See also:Fidelity/Skeleton/BM25

Skeleton

The compressed output document produced by the engine — a structured digest of the original that fits in fewer tokens.

A skeleton is the output of a compression call. It opens with a === SEMANTIC SKELETON === header that signals to downstream models that the content has been processed, followed by the retained spans in their original structural order. Low-signal spans are replaced with [HIDDEN] markers or dropped entirely based on fidelity.

When using the MCP gateway, the read_skeleton tool fetches a pre-compressed skeleton for a previously ingested document without re-running the compression engine. The ingest_context + read_skeleton pair is the canonical MCP workflow: ingest once, read many times.

See also:Fidelity/Semantic compression/MCP gateway

Tool-result limit

The maximum character count a single MCP tools/call response will return before the engine strips metadata and paginates.
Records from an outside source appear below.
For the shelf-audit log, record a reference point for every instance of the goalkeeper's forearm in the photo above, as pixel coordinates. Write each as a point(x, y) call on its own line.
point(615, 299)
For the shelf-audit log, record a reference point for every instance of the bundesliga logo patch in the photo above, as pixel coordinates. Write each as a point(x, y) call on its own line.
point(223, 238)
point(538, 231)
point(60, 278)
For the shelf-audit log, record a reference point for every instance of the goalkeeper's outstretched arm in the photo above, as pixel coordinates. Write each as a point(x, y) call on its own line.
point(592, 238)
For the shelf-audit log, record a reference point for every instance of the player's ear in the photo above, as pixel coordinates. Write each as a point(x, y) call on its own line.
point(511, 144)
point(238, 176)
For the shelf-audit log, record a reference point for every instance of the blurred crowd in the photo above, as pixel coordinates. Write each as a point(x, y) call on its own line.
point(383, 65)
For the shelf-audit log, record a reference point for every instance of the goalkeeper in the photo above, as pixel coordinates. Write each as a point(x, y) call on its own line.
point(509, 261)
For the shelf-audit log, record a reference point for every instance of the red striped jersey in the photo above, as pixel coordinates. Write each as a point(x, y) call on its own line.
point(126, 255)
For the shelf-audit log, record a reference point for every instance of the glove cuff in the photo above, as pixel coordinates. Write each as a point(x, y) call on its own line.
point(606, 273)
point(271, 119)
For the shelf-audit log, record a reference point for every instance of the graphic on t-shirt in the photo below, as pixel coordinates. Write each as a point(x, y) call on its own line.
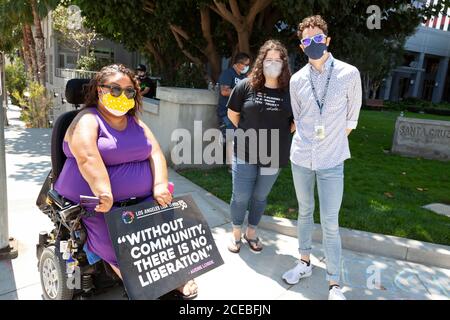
point(271, 103)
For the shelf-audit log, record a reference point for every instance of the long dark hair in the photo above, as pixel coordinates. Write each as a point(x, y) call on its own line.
point(100, 78)
point(257, 78)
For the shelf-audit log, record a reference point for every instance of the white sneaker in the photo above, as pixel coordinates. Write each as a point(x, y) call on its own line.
point(301, 270)
point(336, 294)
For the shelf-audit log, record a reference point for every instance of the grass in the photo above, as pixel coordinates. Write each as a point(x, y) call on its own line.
point(383, 192)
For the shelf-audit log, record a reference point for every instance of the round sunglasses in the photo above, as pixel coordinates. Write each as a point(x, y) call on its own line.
point(318, 38)
point(116, 91)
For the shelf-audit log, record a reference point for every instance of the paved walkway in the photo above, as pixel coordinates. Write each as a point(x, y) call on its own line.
point(246, 276)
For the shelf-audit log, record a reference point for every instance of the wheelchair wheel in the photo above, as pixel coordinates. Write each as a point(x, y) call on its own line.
point(53, 275)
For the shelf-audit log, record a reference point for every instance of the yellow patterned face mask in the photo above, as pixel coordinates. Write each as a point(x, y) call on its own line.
point(117, 106)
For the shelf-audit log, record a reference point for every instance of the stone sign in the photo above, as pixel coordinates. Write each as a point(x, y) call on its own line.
point(423, 138)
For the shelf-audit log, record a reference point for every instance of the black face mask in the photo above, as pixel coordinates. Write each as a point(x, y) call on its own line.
point(315, 50)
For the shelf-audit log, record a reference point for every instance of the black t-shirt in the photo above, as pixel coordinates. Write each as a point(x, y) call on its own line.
point(146, 82)
point(267, 109)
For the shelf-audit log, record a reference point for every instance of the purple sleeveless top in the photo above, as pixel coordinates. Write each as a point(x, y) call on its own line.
point(126, 157)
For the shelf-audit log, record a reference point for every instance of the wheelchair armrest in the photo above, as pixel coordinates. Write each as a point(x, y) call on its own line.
point(57, 199)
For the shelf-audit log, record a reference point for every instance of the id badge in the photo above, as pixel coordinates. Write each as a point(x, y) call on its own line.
point(319, 130)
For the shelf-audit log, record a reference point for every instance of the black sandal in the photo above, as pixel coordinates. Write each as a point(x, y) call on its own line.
point(233, 244)
point(255, 248)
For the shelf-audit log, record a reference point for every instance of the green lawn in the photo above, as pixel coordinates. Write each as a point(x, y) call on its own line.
point(383, 192)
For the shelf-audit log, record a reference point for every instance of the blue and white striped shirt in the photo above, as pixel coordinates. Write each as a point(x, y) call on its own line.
point(340, 112)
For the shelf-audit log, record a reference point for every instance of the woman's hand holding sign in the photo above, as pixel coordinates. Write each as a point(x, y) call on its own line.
point(106, 202)
point(162, 194)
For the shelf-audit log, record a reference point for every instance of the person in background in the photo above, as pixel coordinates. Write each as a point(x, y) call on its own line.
point(259, 104)
point(326, 100)
point(147, 85)
point(228, 79)
point(113, 155)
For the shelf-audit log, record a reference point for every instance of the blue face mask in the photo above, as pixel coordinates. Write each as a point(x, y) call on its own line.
point(315, 51)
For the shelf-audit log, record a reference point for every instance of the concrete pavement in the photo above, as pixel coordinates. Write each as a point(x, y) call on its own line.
point(246, 275)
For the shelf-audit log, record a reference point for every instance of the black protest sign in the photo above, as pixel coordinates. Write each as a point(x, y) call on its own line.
point(161, 248)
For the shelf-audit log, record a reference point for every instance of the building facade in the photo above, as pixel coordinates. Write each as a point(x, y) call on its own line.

MCP clients embed tool responses directly into the model context window. An unbounded tool result from a large document would consume the entire context budget. gotcontext enforces a soft limit of 40,000 characters and a hard limit of 49,000 characters per tools/call response (sized to stay under Claude Code's ~50K per-tool cap).

When a response exceeds the soft limit, the engine first strips non-essential metadata to shrink it. If it still exceeds the hard limit, the response is paginated with a continuation token (or truncated proportionally / head-first depending on the configured strategy). These limits are server-side and apply to every tool; there is no per-call argument to lower them.

If a read_skeleton result feels truncated, try search_semantic with a targeted query instead — it returns only the relevant chunks, so the same token budget covers more signal.